Le opzioni strategiche.

Tenendo presente che le risorse sono limitate, appare intuibile che la gestione aziendale debba
forzatamente svolgersi secondo un continuo sistema di arbitraggi o di possibili opzioni. Gli
arbitraggi sono necessari a causa sia dell'ammontare di risorse disponibili (che, se investite in un
progetto, non consentono di realizzarne altri) sia dell'incompatibilità tra progetti (l'arbitraggio, in
questo caso, riguarda sia la convenienza ad attuare il progetto in corso di valutazione, ma anche il
costo della rinuncia al progetto incompatibile.) Le opzioni (strategiche) riguardano
sostanzialmente l'uso delle risorse, che comporta la prefigurazione di vantaggi/svantaggi per
ciascuna scelta e rende necessario stabilirne la convenienza e il tempo di attuazione.
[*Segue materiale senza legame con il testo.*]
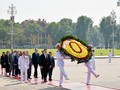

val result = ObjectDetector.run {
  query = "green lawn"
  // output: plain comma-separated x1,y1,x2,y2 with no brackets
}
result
0,49,120,56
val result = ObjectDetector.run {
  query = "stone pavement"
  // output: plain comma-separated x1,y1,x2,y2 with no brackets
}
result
0,58,120,90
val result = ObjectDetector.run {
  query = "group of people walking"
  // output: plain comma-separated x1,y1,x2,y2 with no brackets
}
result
0,49,55,82
1,43,99,86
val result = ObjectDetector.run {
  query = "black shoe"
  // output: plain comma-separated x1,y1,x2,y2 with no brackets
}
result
49,79,52,81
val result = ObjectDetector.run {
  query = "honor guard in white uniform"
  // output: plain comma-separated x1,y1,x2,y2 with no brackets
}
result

E' importante considerare le competenze distintive dell'impresa, intese come gli elementi propri
di ciascuna impresa che ne determinano l'eccellenza, e quindi, il successo. Tali competenze
concorrono alla creazione del vantaggio competitivo e diventano determinanti per la scelta della
strategia complessiva da adottare.

È stato anche osservato che le risorse fondamentali dell'impresa sono sempre più spesso
rappresentate dalle risorse immateriali (intangibili). Queste ultime, schematicamente, si
individuano nella fiducia, ovvero nell'immagine favorevole che l'azienda è riuscita a crearsi
nell'ambiente in cui opera, e nelle competenze, intese come conoscenze accumulatesi nel corso
della vita aziendale.

Una tipologia semplificata delle strategie complessive.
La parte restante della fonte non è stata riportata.